Apart from illness, they have little in common: she’s a gorgeous girl with an entourage of perfect friends and he’s a soccer-playing farm boy. In the real world, these two seventeen year-olds would have little to say to each other, but in the hospital the usual rules no longer apply.
By the time Zac is discharged, Mia is gone too, and he wonders about her. Is she okay? Is she better? He can’t find out. She’s left Facebook and won’t answer his texts. Until the night he hears a tap at his window.
Told in alternating perspectives, Zac and Mia tracks the relationship of two ordinary teenagers in exceptional circumstances. They’re both in remission, but cancer has changed everything, and normal isn’t normal anymore. This is a funny and tender novel about hope, love, and courage.
Zac and Mia by A.J. Betts
My rating: 3 of 5 stars
I have to admit I have been excited to read this book for quite some time. I also have to admit that while I liked it… I didn’t love it.

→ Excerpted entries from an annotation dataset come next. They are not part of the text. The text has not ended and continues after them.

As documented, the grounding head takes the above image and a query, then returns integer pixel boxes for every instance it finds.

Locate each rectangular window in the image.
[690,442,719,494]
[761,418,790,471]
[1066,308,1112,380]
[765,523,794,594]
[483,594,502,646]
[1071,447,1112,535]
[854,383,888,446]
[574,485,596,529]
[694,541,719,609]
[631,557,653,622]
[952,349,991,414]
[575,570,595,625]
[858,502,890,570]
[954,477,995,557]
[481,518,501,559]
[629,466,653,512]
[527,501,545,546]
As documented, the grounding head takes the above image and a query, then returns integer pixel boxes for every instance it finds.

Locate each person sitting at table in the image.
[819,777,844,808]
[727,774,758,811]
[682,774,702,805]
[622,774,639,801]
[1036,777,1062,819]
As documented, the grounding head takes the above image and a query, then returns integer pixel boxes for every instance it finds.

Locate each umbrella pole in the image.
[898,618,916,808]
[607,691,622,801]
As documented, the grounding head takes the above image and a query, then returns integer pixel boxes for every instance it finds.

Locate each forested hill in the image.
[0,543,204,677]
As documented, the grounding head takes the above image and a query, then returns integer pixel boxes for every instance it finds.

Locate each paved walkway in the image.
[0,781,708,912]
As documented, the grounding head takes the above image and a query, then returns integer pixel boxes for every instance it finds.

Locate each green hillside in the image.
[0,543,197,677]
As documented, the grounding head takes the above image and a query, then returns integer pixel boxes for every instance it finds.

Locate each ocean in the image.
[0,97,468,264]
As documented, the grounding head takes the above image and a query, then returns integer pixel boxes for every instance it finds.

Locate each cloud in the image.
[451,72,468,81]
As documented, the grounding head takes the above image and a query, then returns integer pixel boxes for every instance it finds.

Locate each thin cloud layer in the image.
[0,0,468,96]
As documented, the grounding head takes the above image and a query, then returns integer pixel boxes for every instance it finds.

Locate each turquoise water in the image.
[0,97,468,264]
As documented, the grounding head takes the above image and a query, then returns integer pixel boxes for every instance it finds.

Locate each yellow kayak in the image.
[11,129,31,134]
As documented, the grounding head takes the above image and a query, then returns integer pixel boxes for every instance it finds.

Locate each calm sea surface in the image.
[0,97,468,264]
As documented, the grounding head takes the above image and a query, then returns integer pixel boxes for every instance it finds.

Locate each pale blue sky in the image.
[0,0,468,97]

I know a lot of you are going to immediately compare this to TFIOS when you read the summary, but that wouldn’t be giving the story a fair chance. Is this about teens dealing with cancer? Yes. Is it the same type of story? No. In Zac & Mia, we meet Zac first. He’s been battling his cancer for quite some time… he knows all about the comings and goings in the hospital he’s trapped in and when Mia arrives in a whirlwind of fighting with her mother and lady gaga on repeat, he’s intrigued by her.
I have to say… My struggles stem from connecting with these characters. While I found Zac sweet and kind and pretty much completely lovely, he fell a bit flat for me. Mia on the other side of the coin was so hard to like it’s almost intentional. While I was reading I tried to take her attitude and such into context with her illness, and dealing with the things she’s dealing with at her age, but I still found it a struggle to care one bit about her.
That said, we eventually find out some things about Mia that may change your initial feelings about her… I know I found myself feeling a tiny bit guilty about not loving her.
What I will say is this. I found the contrasts to Zac and Mia’s lives really well done and the eventual bond that they form is believable and understandable. This one was definitely something I thought might be forgettable during the first half of the story, but the end is what made me change my mind. With an ending that is definitely a tiny bit bittersweet but filled with hope, give this book a try if you’re looking for a different take on the a story about kids and cancer.
Thanks to HarperCollins for the advanced copy in exchange for my honest thoughts.